Content-Transfer-Encoding: 7bit
Archived-At: <https://mailarchive.ietf.org/arch/msg/dime/hgYEOsYcSWhB1S394sA4fCC7zE4>
Subject: Re: [Dime] WGLC #1 for draft-ietf-dime-load-02
X-BeenThere: dime@ietf.org
X-Mailman-Version: 2.1.17
Precedence: list
List-Id: Diameter Maintanence and Extentions Working Group <dime.ietf.org>
List-Unsubscribe: <https://www.ietf.org/mailman/options/dime>, <mailto:dime-request@ietf.org?subject=unsubscribe>
List-Archive: <https://mailarchive.ietf.org/arch/browse/dime/>
List-Post: <mailto:dime@ietf.org>
List-Help: <mailto:dime-request@ietf.org?subject=help>
List-Subscribe: <https://www.ietf.org/mailman/listinfo/dime>, <mailto:dime-request@ietf.org?subject=subscribe>
X-List-Received-Date: Sat, 16 Jul 2016 19:48:22 -0000

Hi all,

Some observations below:

<snip, and apologies for my mail client butchering the includes>

<JPG> Agree with the thought- if "Little Server" is 30% utilized
>> and "Big Server" is 50% utilized, it still makes sense to send more
>> traffic to Big Server.  But I am not sure if that is withn the
>> scope of this document. </JPG>

SRD> I don't understand the concern.
>> The load values supplied will be input into the route selection
>> algorithm as specified in RFC2782.  If a node isn't getting enough
>> traffic it will change its load value to a lower value and will
>> start getting more traffic.

MCRUZ> Unless the LOAD info provided is
>> in fact a value that represents the available capacity, then the
>> load balancing will not select the less loaded server.
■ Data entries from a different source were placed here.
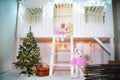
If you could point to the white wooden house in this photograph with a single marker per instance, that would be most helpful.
(92, 22)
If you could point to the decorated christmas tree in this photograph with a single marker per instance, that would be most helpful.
(29, 54)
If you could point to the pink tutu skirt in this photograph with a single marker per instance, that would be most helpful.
(79, 61)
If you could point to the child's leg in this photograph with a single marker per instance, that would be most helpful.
(81, 69)
(76, 71)
(72, 71)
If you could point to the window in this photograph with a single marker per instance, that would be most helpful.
(33, 15)
(94, 14)
(62, 15)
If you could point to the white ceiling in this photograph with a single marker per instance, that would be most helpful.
(41, 3)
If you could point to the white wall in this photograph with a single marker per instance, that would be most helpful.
(116, 9)
(8, 10)
(80, 28)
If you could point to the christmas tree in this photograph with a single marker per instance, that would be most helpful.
(29, 54)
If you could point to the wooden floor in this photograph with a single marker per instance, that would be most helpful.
(58, 75)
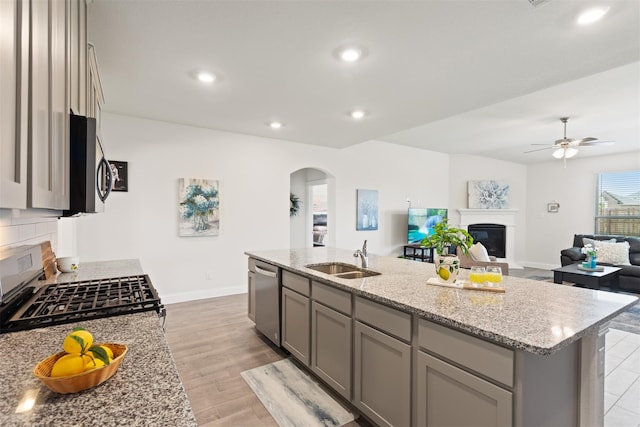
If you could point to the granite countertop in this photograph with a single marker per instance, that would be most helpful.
(537, 317)
(146, 389)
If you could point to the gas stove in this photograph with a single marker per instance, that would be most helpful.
(26, 305)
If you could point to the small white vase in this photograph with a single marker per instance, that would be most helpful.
(447, 267)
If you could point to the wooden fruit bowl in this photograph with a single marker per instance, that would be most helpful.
(81, 381)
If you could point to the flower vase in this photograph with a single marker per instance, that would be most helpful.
(447, 267)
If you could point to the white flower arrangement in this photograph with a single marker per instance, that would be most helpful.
(589, 250)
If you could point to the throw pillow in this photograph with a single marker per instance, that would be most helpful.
(479, 253)
(613, 253)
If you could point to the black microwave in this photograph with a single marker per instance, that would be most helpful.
(90, 176)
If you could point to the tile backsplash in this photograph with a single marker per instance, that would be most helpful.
(18, 227)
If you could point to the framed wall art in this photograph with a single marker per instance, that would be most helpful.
(120, 173)
(199, 207)
(367, 210)
(488, 194)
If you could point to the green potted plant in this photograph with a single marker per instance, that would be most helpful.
(443, 237)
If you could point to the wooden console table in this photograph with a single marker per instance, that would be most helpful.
(418, 253)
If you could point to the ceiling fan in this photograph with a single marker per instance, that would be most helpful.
(565, 148)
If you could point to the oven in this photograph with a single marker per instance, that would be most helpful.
(27, 304)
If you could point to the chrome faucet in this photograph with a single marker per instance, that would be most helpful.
(362, 253)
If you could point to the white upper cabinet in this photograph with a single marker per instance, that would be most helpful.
(14, 85)
(43, 75)
(78, 57)
(49, 117)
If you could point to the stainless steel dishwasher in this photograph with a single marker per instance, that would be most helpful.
(268, 301)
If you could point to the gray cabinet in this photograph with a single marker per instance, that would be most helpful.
(447, 395)
(14, 85)
(251, 306)
(295, 324)
(331, 347)
(48, 185)
(95, 97)
(382, 365)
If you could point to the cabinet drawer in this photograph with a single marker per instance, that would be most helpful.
(387, 319)
(293, 281)
(331, 297)
(488, 359)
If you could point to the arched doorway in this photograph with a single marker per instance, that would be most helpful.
(314, 224)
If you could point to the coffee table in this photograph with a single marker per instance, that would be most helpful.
(588, 279)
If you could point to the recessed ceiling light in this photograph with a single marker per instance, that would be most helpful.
(206, 77)
(350, 54)
(592, 15)
(357, 114)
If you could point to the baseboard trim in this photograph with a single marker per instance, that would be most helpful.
(540, 265)
(209, 293)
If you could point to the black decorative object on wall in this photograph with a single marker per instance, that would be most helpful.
(294, 204)
(120, 175)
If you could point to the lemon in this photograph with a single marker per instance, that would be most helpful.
(101, 353)
(77, 341)
(93, 363)
(69, 364)
(106, 350)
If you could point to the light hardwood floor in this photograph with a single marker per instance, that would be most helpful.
(212, 341)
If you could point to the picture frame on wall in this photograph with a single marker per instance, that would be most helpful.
(367, 210)
(198, 207)
(120, 173)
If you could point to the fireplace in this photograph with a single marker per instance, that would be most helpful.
(506, 217)
(492, 237)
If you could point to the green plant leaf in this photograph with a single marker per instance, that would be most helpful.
(79, 340)
(99, 353)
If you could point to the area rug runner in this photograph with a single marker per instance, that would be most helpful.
(293, 398)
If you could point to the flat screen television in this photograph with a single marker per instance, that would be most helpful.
(421, 221)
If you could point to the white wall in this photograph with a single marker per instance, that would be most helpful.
(254, 175)
(574, 187)
(465, 168)
(30, 227)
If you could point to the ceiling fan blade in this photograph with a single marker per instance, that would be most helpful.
(597, 142)
(539, 149)
(582, 140)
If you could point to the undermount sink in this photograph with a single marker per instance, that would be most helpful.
(357, 274)
(342, 270)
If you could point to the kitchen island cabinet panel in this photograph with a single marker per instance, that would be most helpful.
(500, 354)
(447, 395)
(331, 347)
(295, 324)
(382, 376)
(387, 319)
(488, 359)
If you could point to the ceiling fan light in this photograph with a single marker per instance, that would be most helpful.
(570, 152)
(558, 154)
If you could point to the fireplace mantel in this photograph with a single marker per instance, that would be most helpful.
(506, 217)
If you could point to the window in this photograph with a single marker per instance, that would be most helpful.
(618, 206)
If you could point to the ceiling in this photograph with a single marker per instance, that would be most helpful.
(483, 77)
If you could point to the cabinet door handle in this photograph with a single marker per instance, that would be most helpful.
(266, 272)
(104, 165)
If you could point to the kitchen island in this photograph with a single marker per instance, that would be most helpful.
(146, 389)
(531, 356)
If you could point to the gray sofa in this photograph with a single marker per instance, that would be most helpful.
(629, 275)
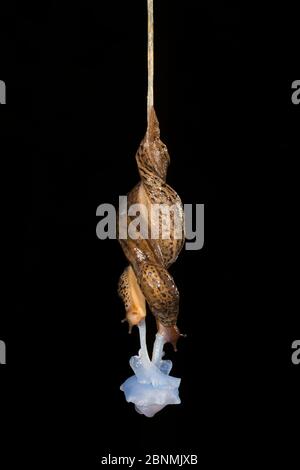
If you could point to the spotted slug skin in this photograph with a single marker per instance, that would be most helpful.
(147, 277)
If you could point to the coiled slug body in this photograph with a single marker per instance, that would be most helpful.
(147, 277)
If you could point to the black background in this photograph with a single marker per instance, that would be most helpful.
(75, 115)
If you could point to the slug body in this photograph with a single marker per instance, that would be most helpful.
(147, 279)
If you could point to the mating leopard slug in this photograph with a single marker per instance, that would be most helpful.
(146, 279)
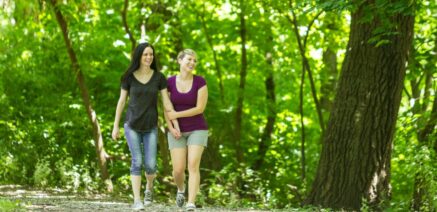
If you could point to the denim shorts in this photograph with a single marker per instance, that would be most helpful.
(196, 137)
(142, 145)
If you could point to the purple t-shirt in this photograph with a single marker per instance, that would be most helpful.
(185, 101)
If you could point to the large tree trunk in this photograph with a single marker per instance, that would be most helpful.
(92, 116)
(355, 159)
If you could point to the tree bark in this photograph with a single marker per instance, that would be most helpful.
(355, 159)
(126, 26)
(214, 55)
(266, 137)
(92, 116)
(329, 80)
(305, 63)
(243, 73)
(420, 184)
Being able
>> to select the less loaded server is the whole purpose of this
>> mechanism, then we need to find a way to provide a LOAD value from
>> different servers that we are able to compare, i.e. the value
>> provide must indicate the available capacity regardless the static
>> capacity of each server.

SRD> I view the goal of this a little differently.  The goal is to
> make sure that requests are delivered to nodes with available
> capacity.  It is not strictly necessary that every request goes to
> the least loaded node.

MCRUZ> Well, I do not agree. The whole purpose
> of providing LOAD info is to be able to choose a node with available
> load (I agree), but among the node with available load we need to
> choose the least loaded (or one of the least loaded). It does not
> make sense, in my opinion, to simply select a node with available
> load, when we are providing info about load. The information provided
> should be valid to be able to select the least (or close to) loaded.
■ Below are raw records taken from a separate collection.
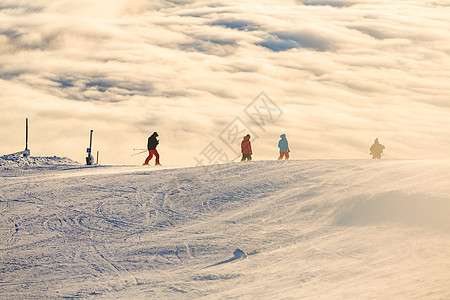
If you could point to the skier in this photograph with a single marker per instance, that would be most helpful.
(284, 147)
(376, 149)
(246, 148)
(151, 146)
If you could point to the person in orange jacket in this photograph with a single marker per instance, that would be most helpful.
(246, 148)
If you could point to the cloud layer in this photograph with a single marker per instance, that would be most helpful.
(343, 72)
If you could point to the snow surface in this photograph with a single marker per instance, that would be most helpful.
(313, 229)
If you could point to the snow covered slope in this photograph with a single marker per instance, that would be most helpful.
(316, 229)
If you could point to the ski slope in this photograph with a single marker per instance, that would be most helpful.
(311, 229)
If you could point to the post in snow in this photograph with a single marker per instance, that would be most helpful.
(26, 152)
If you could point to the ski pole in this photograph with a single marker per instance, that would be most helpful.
(138, 153)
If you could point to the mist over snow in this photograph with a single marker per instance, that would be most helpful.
(343, 73)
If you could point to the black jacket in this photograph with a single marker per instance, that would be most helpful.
(152, 142)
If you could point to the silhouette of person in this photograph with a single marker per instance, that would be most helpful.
(284, 147)
(246, 148)
(151, 146)
(376, 150)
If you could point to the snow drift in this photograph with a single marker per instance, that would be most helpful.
(316, 229)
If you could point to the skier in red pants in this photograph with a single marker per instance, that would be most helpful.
(151, 146)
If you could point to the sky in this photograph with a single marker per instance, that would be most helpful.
(331, 75)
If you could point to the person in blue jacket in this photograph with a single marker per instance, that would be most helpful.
(284, 147)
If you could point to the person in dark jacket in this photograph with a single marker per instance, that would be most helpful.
(151, 146)
(246, 148)
(376, 150)
(284, 147)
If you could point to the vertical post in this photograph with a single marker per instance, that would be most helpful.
(89, 157)
(90, 143)
(26, 153)
(26, 134)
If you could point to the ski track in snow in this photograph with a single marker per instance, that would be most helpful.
(315, 229)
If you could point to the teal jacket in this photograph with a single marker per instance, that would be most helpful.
(283, 144)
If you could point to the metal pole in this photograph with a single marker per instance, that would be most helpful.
(26, 135)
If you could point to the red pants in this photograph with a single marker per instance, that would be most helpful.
(150, 155)
(284, 154)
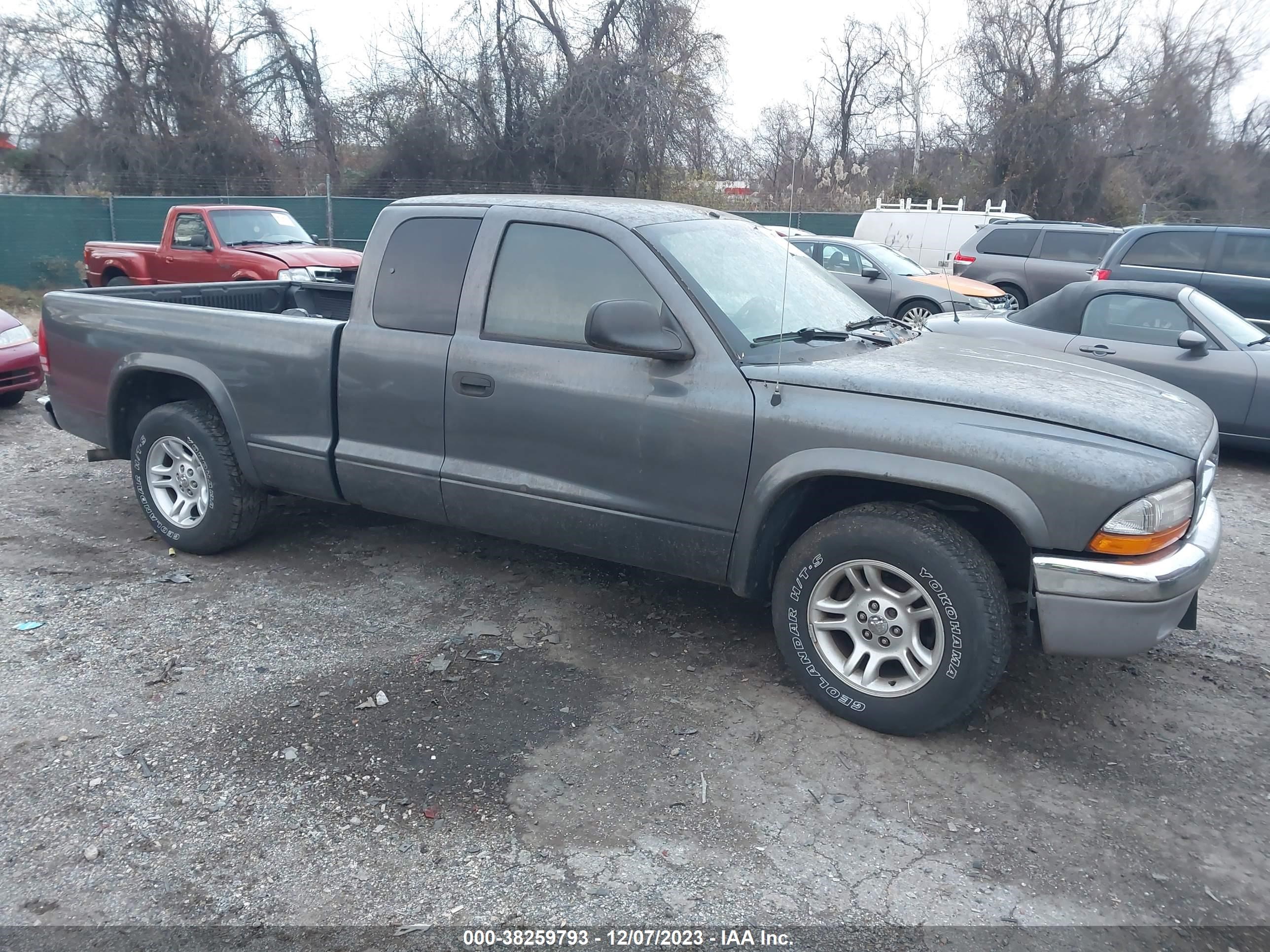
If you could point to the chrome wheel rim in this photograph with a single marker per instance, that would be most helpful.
(177, 481)
(876, 627)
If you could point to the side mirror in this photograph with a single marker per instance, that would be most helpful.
(1192, 340)
(639, 329)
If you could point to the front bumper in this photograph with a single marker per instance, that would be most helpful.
(19, 367)
(1113, 609)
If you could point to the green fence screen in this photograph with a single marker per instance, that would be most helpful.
(42, 237)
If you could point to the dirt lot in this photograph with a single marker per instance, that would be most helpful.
(193, 752)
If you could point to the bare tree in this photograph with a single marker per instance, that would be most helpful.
(854, 68)
(916, 60)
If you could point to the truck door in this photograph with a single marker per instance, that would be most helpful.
(550, 441)
(188, 258)
(393, 353)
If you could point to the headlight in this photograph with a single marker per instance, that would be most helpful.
(14, 336)
(1150, 523)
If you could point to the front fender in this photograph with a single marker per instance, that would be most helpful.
(958, 479)
(130, 365)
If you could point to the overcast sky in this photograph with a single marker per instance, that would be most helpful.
(774, 49)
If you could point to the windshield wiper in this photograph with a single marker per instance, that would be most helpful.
(806, 334)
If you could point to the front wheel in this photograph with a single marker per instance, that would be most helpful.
(917, 312)
(188, 480)
(893, 616)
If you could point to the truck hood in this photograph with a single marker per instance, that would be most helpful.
(305, 256)
(1019, 381)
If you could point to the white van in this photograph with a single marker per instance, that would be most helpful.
(929, 233)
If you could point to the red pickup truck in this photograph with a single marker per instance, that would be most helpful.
(206, 243)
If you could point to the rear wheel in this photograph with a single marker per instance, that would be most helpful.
(1018, 299)
(188, 480)
(893, 617)
(917, 312)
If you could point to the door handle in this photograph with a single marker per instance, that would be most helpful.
(473, 384)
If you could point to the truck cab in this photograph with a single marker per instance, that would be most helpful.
(215, 243)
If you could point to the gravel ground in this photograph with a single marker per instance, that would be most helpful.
(199, 750)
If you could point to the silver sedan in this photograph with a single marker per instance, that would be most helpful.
(898, 286)
(1171, 332)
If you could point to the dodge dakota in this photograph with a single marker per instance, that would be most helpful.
(675, 389)
(220, 243)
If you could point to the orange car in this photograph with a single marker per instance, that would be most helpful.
(898, 286)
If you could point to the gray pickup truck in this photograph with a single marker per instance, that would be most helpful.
(675, 389)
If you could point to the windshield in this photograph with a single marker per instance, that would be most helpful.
(893, 262)
(1225, 319)
(741, 268)
(239, 226)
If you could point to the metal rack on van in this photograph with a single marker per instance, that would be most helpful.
(909, 205)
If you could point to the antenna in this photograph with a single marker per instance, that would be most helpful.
(785, 282)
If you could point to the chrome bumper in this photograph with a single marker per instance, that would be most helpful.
(1121, 607)
(46, 404)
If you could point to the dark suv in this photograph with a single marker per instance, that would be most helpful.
(1029, 261)
(1225, 262)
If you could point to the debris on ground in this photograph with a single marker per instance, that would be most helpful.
(482, 630)
(439, 664)
(173, 578)
(166, 675)
(525, 634)
(416, 927)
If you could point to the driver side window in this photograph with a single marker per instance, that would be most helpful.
(190, 232)
(841, 259)
(1136, 319)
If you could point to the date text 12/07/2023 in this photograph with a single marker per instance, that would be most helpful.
(627, 937)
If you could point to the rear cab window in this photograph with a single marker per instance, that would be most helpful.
(422, 274)
(1136, 319)
(1175, 250)
(1077, 247)
(1245, 256)
(548, 278)
(1013, 240)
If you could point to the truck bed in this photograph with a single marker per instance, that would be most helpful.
(271, 375)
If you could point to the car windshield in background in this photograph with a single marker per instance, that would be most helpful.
(1223, 318)
(246, 226)
(741, 268)
(894, 262)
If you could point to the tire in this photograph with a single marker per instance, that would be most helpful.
(917, 312)
(228, 510)
(966, 640)
(1017, 294)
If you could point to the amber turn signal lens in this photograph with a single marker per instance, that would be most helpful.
(1113, 544)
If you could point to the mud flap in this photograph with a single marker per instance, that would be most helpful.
(1191, 620)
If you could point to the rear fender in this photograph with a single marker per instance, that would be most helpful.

[ajm]  (With my implementer's hat on) Having clients chase the 
least-loaded server can go wrong, especially when lighting up a network, 
and a server's load goes from 0 to fully loaded really quickly. 
Depending on the design and timing, all the clients think the first 
server is the least loaded and they *all* pick it. Boom - the server is 
now maxed out. Clients should *distribute* their load across servers.

Now, distribution cannot be completely even, but that's OK. Because 
we're talking about load here. Not *overload*. If you've designed your 
system correctly, a fully loaded server is *not* in danger of overload. 
For instance - you've designed your system with 3 servers in a cluster 
that can handle one of their cluster mates going down. When "fully" 
loaded, each server in the cluster should never be so loaded such that 
they cannot handle one of their mates going down and taking on half of 
that mate's traffic.

*Overload* should be a rare event - like a tornado wiping out a chunk of 
your mobile network, and everybody calling and texting everybody else to 
make sure that they're ok.

Thanks!

Jean (who has actually had a customer point to the aftermath of a 
tornado and tell her, "Your solution has to handle THAT.")

<snip>